1. Background
Because I have been looking at parallel corpus alignment and word alignment recently, if you want to do alignment, you need to make a clause first.
In some cases, punctuation is also a good feature, and here we want to segment it as accurately as possible.

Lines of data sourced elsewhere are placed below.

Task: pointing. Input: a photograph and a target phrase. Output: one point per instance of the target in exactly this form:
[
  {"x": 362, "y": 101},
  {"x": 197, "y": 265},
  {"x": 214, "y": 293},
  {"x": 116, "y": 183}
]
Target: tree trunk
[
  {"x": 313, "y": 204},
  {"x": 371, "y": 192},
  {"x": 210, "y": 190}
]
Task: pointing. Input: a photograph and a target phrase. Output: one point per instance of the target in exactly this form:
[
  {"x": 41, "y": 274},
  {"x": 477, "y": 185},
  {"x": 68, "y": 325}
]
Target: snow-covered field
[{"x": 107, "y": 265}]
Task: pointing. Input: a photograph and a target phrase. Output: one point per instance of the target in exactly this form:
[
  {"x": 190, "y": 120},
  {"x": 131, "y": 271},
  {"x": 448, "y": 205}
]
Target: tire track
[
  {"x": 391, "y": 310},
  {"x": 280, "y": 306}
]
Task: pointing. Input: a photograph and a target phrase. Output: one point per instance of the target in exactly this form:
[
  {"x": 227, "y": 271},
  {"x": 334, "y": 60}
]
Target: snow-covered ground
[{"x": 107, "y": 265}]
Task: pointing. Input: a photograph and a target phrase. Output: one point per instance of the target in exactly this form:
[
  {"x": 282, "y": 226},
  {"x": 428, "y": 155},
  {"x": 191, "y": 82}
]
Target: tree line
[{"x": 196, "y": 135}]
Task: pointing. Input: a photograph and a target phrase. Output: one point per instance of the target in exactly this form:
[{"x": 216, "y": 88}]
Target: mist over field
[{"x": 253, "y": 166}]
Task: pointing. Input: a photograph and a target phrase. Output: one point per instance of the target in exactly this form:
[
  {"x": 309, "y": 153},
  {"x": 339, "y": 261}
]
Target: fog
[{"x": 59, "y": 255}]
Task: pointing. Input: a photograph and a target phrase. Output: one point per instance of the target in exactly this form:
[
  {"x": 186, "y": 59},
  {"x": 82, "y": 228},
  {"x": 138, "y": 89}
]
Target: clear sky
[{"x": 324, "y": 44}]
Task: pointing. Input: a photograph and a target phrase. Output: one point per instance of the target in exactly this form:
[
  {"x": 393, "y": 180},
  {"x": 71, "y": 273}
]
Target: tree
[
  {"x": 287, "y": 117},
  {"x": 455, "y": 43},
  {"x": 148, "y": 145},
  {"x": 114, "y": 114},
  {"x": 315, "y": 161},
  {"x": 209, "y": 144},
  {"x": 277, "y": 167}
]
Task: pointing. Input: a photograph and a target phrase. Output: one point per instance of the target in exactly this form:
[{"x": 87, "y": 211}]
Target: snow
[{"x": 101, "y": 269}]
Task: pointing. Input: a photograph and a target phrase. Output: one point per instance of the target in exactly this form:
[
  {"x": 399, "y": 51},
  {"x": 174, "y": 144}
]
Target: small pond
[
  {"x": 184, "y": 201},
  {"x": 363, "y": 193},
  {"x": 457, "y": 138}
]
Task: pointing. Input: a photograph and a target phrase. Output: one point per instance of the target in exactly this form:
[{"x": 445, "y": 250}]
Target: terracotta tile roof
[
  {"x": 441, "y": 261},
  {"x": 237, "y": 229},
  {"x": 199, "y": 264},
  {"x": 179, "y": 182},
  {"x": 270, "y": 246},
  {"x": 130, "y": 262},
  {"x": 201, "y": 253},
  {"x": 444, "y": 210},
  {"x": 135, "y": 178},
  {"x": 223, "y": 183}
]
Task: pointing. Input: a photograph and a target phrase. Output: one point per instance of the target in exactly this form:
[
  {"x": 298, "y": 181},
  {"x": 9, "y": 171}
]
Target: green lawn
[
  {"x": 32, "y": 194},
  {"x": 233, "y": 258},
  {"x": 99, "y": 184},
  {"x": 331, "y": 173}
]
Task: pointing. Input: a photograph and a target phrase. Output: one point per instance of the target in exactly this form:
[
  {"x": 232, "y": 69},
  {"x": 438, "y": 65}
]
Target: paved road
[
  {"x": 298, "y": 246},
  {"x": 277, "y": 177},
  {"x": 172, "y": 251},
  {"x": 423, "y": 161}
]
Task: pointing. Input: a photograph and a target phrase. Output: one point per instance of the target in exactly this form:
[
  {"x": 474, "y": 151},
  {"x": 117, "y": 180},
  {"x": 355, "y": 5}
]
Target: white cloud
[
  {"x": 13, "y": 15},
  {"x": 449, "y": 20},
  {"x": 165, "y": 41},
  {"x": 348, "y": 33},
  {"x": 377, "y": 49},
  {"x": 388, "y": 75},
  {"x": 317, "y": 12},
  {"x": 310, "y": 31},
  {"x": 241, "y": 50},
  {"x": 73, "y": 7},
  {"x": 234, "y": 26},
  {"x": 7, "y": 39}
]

The main issues to be considered include:
- Separator reserved
- Sentences in quotation marks
- Multiple punctuation in the same place
After deciding not to split the quotation marks, use a little trick to make the idea very clear:
save the parentheses as a whole to a queue, and use a flag to occupy the place.
Substitute it back later.
2. Code
Note that a zero-width regex is used here as the splitting flag, but re.split() cannot use it for splitting, and a ValueError will be generated.
def my_split(string):
"""
将引号内看作整体保存与队列,后面再换回
省略号暂时不加
# todo 可以考虑说话部分的分句,
# 例如‘xxx:“xxx。”xx,xxxx。’
# 还可分。
"""
SPLIT_SIGN = '%%%%' # 需要保证字符串内本身没有这个分隔符
# 替换的符号用: $PACK$
SIGN = '$PACK$'
search_pattern = re.compile('\$PACK\$')
pack_pattern = re.compile('(“.+?”|(.+?)|《.+?》|〈.+?〉|[.+?]|【.+?】|‘.+?’|「.+?」|『.+?』|".+?"|\'.+?\')')
pack_queue = []
pack_queue = re.findall(pack_pattern, string)

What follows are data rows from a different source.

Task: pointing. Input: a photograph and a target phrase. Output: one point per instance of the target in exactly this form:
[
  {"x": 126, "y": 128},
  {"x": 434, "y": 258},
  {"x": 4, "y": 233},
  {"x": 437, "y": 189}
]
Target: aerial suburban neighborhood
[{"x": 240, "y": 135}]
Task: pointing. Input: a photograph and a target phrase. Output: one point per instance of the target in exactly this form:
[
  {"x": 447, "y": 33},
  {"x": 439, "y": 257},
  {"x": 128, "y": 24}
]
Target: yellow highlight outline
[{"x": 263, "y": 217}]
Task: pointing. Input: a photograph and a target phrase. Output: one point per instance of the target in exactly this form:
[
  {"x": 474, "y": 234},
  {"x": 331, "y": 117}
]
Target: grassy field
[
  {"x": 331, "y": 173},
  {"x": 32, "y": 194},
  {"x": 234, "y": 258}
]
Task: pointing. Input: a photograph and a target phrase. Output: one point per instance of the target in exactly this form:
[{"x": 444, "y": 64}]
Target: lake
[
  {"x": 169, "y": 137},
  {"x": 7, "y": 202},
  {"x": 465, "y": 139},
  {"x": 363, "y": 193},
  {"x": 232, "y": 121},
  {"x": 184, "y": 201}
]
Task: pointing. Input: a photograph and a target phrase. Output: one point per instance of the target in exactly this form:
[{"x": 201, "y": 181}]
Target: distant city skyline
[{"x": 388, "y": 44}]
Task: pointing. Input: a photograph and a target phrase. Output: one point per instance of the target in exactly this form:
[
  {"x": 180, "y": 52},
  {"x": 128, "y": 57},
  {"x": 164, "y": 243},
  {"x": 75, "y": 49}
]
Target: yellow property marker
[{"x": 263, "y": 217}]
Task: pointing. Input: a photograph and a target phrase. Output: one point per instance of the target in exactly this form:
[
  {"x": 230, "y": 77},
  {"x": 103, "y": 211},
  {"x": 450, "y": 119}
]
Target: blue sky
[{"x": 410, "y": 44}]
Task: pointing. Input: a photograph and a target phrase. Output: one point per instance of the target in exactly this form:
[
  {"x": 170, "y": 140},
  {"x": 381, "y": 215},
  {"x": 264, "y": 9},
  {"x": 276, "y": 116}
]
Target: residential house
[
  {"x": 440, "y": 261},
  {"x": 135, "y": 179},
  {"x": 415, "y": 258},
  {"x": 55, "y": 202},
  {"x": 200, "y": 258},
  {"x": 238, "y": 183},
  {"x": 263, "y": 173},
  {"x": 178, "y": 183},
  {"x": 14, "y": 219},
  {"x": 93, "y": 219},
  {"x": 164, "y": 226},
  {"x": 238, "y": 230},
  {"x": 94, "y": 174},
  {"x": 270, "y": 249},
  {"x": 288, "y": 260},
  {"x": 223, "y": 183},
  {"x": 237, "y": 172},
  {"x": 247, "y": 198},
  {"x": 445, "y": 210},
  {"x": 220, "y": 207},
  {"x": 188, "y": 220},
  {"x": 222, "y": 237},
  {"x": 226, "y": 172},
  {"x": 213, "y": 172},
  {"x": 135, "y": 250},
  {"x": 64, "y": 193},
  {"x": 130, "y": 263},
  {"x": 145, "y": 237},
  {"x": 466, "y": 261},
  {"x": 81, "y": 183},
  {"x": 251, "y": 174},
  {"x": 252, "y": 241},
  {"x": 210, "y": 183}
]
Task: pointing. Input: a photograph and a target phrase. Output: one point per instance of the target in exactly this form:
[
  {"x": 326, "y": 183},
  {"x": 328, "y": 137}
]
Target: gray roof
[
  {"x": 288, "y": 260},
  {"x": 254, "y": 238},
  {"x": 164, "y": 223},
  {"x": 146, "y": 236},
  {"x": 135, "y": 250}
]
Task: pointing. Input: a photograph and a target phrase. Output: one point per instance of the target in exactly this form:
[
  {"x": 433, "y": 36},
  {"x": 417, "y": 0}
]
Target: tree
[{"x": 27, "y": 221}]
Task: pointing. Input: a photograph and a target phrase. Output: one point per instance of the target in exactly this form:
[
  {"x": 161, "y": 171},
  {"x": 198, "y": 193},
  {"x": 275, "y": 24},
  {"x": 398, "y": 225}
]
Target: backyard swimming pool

string = re.sub(pack_pattern, SIGN, string)
pattern = re.compile('(?<=[。?!])(?![。?!])')
result = []
while string != '':
s = re.search(pattern, string)
if s is None:
result.append(string)
break
loc = s.span()[0]
result.append(string[:loc])
string = string[loc:]
result_string = SPLIT_SIGN.join(result)
while pack_queue:
pack = pack_queue.pop(0)
loc = re.search(search_pattern, result_string).span()
result_string = result_string[:loc[0]] + pack + result_string[loc[1]:]
return result_string.split(SPLIT_SIGN)
refer to
Use Python to implement Chinese clause
github address (I didn't delete the stupid way, I always feel like a certain algorithm problem I have done, but I can't remember it.)